Dans sa réponse au recours du 27 novembre 2018,

l'ACI indique que l'art. 206 LI concerne les erreurs de calcul ou de

transcription commises par l'autorité. Ainsi, cette disposition ne pourrait

être invoquée par les recourants pour leurs propres erreurs. L'irrecevabilité

de la réclamation, formée après le délai légal de trente jours, devrait dès

lors être confirmée.

c) L'argumentation des recourants ne peut effectivement

être suivie.

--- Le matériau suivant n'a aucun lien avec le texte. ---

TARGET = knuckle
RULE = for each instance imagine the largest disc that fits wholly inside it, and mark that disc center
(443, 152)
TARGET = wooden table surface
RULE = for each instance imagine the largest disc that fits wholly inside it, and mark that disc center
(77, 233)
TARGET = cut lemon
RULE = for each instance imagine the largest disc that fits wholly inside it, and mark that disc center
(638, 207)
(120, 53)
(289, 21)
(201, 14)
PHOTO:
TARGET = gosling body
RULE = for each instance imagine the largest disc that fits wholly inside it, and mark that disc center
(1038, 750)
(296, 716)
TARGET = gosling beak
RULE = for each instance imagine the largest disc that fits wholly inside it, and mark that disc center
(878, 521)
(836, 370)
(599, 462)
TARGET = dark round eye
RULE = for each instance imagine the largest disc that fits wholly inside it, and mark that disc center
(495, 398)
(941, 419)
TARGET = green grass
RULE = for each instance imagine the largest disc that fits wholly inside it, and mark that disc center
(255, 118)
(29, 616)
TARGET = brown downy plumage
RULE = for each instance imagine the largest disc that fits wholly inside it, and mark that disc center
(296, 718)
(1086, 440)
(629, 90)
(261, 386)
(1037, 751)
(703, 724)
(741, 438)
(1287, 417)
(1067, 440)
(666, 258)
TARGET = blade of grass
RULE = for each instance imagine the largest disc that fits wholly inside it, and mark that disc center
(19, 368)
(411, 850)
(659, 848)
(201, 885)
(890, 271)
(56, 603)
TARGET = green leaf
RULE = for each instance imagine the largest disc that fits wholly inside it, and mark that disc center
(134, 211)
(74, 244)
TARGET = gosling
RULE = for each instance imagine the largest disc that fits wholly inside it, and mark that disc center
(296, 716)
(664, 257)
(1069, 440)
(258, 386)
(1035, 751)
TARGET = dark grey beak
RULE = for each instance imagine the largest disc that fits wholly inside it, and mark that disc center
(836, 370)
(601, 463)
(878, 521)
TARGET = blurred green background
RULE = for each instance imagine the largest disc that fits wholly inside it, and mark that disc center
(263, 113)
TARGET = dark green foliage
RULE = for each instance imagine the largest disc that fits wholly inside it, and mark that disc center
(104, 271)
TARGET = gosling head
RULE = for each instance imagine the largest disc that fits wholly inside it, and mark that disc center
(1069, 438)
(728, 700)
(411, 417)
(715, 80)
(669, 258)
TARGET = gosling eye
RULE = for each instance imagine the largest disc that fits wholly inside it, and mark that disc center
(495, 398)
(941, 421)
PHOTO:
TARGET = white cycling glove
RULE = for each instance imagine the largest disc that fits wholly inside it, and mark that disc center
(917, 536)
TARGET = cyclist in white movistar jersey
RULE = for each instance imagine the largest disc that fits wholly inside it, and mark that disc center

Les conditions pour demander la révision de la décision de taxation

entrée en force (art. 147 al. 1 LIFD et art. 203 al. 1 LI) ne sont pas réunies.

Les recourants ne font valoir aucun motif de révision, se contentant d'alléguer

avoir transcrit de manière erronée les rendements des actions qu'ils détiennent

dans leur déclaration d'impôt 2012. Ce fait n'est cependant pas nouveau. En

faisant preuve de diligence, les recourants auraient pu l'invoquer en temps

utile (cf. art. 147 al. 2 LIFD et art. 203 al. 2 LI). Ils ne peuvent s'en

prendre qu'à eux-mêmes s'ils n'ont pas contrôlé à temps la décision de taxation

du 28 juillet 2014 et ne se sont rendu compte de leur erreur qu'à réception de

la décision de taxation de l'année suivante.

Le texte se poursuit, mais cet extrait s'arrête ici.